In the letter, the company's Chinese advertising partners warned that uncertainty about Google's continued presence in China is affecting their business operations and straining relations with their customers and investors. Google has said it may shut down operations here because of the Chinese government's censorship.
"We see all kinds of news related to Google coming out but cannot predict the future," the letter stated. "We see our business volume declining dramatically, but feel powerless to stop it. And we see our employees leaving one after another, without being able to persuade them to stay."
ABC News called 20 of the 27 alleged signatories of the letter. Of these, representatives for 16 companies said that they didn't sign the letter. Reps for two of the firms said that they thought the letter was sensationalized and that their business was still going on as usual.
Gao Min, sales manager of Zoom Interactive (Beijing) Co., told ABC, "My company [first in the list in the article] didn't write or sign the letter. I think the issue has become sensationalized."
"My company had no part in this letter," a manager of Yangzhou Dingjie Technology Co., told ABC News. "And we have business with lots of companies, not just Google, so for us it's business as usual."
Reps for two companies that supposedly signed the letter refused to comment and two firms could not be reached on the phone.
The Associated Press reported that the letter was not written by all 27 companies but was sent by one company that added the names of the others, said a manager at one of those listed, Universal Internet Media in the eastern city of Suzhou. He would give only his surname, Wu, and declined to say which company wrote the letter.
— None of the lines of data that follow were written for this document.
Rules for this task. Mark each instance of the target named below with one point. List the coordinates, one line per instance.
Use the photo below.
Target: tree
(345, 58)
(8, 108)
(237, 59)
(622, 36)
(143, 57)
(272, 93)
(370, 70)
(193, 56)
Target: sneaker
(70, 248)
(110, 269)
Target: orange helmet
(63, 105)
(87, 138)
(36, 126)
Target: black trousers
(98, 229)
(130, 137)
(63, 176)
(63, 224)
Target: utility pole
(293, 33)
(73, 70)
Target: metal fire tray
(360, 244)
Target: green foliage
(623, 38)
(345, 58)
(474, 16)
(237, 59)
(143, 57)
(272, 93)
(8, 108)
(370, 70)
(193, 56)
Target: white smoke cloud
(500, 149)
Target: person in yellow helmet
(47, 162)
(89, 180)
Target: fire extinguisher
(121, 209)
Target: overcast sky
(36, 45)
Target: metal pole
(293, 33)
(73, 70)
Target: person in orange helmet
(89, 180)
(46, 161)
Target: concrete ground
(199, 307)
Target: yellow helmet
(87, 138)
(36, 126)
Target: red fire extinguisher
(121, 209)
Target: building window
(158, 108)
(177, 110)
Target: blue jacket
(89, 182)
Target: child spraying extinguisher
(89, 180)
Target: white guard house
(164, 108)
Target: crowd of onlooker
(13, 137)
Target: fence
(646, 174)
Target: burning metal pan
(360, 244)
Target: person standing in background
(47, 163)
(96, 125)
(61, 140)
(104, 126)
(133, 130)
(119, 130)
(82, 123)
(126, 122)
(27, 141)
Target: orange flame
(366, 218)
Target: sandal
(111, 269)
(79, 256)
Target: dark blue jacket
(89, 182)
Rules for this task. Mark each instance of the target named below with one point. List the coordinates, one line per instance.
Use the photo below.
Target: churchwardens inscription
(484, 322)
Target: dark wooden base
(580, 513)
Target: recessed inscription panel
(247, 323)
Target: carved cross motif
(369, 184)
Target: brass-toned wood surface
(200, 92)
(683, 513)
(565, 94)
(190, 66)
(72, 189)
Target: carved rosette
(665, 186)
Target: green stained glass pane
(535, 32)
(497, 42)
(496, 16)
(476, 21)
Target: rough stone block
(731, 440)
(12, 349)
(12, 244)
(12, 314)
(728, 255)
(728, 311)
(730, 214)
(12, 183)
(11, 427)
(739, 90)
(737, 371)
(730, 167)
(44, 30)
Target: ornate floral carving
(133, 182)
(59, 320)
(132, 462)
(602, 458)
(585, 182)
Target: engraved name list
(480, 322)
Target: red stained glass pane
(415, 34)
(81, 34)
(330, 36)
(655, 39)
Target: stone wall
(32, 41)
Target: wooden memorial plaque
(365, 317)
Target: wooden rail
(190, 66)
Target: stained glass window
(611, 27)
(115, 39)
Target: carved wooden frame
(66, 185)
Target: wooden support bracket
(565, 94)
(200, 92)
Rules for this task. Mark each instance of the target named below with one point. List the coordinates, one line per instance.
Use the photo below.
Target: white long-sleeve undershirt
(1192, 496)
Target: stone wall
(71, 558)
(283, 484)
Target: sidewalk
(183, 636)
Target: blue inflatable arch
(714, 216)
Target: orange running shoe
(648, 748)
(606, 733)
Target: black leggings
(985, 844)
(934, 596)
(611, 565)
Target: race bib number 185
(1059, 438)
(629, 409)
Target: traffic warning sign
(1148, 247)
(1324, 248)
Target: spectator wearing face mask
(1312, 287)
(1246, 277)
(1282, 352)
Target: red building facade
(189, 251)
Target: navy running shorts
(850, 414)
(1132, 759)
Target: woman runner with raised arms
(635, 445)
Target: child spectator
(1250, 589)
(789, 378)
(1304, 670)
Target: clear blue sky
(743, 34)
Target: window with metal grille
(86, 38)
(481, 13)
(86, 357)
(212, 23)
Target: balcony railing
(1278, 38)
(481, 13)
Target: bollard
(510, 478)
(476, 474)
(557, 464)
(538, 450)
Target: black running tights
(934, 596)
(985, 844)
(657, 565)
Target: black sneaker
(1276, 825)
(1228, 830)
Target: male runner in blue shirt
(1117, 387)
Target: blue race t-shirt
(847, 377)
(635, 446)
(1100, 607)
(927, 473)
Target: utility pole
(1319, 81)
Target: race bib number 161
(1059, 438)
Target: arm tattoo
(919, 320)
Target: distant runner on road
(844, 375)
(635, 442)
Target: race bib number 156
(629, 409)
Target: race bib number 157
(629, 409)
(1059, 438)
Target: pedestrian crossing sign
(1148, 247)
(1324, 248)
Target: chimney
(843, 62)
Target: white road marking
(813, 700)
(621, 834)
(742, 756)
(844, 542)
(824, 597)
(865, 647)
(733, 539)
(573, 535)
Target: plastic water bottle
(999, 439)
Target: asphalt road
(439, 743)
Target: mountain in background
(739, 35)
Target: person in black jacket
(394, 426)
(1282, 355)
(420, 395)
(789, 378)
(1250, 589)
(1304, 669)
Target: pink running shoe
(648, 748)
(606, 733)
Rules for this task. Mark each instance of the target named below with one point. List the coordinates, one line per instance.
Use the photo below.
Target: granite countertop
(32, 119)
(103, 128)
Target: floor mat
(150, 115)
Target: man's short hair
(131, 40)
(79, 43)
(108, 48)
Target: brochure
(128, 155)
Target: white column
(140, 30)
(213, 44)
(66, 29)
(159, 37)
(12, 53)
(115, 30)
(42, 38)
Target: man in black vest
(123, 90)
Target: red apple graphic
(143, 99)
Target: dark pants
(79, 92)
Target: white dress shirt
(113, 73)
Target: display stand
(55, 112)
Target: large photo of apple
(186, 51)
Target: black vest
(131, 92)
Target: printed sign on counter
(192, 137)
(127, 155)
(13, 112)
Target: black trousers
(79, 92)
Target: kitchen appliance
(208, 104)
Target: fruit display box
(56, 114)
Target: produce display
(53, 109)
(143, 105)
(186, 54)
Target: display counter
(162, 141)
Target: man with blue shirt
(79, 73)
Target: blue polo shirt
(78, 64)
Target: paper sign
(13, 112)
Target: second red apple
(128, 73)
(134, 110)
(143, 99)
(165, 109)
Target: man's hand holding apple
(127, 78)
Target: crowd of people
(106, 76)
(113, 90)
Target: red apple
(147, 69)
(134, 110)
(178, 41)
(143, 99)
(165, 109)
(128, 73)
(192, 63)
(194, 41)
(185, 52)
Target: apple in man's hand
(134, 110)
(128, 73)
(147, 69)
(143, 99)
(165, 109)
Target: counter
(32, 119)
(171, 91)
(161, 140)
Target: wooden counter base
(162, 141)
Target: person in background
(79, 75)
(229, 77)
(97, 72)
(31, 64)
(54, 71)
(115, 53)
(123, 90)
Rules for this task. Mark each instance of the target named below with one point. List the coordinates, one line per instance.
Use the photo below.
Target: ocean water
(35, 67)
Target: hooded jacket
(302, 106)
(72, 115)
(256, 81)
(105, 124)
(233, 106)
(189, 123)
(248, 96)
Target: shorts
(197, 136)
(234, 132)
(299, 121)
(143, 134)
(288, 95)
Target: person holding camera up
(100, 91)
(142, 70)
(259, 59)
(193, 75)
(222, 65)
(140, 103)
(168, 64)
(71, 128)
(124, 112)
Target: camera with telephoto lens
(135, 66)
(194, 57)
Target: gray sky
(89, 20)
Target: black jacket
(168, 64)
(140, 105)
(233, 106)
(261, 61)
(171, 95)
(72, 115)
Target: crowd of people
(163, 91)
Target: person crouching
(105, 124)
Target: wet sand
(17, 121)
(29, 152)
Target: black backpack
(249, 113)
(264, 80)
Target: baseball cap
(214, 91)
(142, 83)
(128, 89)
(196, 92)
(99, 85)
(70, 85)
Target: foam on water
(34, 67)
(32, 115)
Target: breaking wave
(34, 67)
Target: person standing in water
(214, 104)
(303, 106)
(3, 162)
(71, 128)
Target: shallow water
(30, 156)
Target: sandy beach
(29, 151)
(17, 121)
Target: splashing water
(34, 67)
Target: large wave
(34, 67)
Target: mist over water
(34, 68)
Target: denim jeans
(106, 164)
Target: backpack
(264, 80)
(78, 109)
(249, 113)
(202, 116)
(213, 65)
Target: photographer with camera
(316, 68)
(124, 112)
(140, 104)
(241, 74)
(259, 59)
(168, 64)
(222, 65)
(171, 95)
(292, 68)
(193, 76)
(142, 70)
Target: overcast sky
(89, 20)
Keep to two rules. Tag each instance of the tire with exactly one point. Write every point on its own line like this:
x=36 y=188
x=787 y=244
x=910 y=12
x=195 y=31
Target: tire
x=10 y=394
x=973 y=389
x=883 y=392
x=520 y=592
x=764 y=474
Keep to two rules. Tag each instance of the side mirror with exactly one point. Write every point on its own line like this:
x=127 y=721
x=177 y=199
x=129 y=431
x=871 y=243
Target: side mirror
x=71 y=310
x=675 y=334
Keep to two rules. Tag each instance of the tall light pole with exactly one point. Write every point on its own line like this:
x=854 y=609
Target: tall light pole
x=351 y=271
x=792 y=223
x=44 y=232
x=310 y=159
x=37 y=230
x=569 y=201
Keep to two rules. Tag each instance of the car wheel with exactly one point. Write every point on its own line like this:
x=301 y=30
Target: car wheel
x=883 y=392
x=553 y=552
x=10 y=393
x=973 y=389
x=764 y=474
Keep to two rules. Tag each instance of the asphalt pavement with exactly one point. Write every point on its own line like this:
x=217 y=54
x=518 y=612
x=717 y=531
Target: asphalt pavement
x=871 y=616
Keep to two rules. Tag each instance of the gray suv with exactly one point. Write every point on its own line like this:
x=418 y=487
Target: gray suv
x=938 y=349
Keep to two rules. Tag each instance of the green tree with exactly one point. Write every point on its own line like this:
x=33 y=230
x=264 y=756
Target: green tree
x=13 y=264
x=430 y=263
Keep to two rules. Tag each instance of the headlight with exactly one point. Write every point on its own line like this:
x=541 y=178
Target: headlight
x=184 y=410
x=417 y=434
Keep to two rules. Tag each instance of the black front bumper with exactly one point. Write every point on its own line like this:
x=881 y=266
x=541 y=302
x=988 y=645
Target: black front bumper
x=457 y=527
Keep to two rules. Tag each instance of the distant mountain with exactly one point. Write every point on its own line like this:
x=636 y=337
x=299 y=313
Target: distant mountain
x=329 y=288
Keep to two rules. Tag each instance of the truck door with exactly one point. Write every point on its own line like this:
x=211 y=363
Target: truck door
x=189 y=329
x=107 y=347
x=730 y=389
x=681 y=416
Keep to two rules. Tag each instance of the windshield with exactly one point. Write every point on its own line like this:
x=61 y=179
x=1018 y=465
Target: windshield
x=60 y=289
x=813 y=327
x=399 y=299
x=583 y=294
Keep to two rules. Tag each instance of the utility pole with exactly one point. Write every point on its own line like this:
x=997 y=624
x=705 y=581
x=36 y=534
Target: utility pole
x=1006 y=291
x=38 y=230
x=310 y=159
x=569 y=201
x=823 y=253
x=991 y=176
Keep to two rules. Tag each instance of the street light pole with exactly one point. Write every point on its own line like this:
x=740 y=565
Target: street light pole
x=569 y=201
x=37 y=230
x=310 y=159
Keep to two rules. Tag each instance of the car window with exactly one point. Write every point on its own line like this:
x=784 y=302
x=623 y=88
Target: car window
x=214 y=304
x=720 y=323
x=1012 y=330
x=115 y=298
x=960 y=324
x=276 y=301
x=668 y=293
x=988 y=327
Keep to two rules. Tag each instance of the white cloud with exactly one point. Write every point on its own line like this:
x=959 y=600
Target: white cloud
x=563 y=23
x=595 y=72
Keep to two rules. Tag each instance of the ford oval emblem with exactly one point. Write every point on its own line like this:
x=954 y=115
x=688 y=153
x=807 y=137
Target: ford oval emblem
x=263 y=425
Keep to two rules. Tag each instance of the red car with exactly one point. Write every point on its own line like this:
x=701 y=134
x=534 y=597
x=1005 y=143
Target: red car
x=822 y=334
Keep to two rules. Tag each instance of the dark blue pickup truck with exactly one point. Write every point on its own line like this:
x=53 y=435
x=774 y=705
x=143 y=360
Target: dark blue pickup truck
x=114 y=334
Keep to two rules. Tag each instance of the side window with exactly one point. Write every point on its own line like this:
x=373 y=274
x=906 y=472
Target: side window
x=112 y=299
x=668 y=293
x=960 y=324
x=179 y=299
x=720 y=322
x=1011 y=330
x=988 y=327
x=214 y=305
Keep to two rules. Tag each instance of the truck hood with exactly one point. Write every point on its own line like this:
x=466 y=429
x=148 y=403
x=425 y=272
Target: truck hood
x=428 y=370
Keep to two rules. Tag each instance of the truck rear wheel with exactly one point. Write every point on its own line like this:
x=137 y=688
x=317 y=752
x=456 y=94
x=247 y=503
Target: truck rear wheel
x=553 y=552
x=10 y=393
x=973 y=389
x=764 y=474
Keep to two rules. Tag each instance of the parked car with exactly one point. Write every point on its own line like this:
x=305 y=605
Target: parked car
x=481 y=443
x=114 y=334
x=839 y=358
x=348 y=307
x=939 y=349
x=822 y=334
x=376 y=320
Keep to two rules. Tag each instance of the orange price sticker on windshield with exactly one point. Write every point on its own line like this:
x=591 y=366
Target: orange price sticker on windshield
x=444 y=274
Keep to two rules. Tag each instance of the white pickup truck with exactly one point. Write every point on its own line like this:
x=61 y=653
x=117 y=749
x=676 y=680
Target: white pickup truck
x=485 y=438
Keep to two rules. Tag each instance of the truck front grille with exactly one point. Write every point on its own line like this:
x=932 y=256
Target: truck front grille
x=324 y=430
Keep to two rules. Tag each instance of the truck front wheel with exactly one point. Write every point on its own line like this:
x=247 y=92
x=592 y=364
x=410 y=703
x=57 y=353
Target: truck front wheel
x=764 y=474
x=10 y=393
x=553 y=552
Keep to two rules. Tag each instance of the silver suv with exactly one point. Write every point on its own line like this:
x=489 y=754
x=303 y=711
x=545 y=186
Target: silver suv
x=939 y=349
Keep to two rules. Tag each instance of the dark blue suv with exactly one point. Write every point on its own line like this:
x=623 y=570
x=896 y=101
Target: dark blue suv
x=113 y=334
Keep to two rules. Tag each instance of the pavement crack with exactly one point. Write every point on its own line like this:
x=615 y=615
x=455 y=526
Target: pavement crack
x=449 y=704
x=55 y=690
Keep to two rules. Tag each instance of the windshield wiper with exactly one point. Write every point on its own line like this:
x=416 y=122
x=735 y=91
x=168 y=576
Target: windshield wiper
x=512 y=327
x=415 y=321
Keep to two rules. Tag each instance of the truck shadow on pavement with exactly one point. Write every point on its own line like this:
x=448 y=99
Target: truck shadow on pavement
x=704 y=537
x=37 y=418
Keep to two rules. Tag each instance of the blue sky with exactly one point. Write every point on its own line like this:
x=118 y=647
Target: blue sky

The letter was originally posted on the China Central Television (CCTV) Web site but was removed some time last night. An employee in CCTV's editorial office told ABC News that they could not say whether the letter was ever even on their Web site but conceded, "maybe someone posted it in the forum section."
According to the Wall Street Journal, one of the ad companies listed on the letter has confirmed its authenticity on the condition of anonymity. The ad agency told the newspaper it reflected the concerns of Google's advertising partners though not all of them had a part in drawing it up.
The Google-China Dispute
The dispute between Google and China began January 12 when Google announced it could "no longer in good conscience continue to filter or censor" its search engine in China. It now appears increasingly likely that the Internet giant will have to shutter its Chinese-language search engine, a prospect which has highlighted the difficulties foreign companies face when operating in China.
On Tuesday, Chinese foreign ministry spokesperson Qin Gang downplayed the significance of such a step by Google.
"I think this would just be the individual act of one company, and will not affect China's investment environment," Qin told a regular news briefing. "It will not change the fact that most foreign companies, U.S. ones included, have a good business in China and generate large profits."
China's top Internet regulator has said the company must obey its laws or "pay the consequences."
Beijing tries to block access to material deemed subversive or pornographic, including Web sites abroad run by human rights and pro-democracy activists.
Chinese officials say it's up to Google whether it leaves or not.
China has the world's most populous Internet market, with 384 million people online. Google has about 35 percent of the Chinese search market.
The Associated Press Contributed to this report.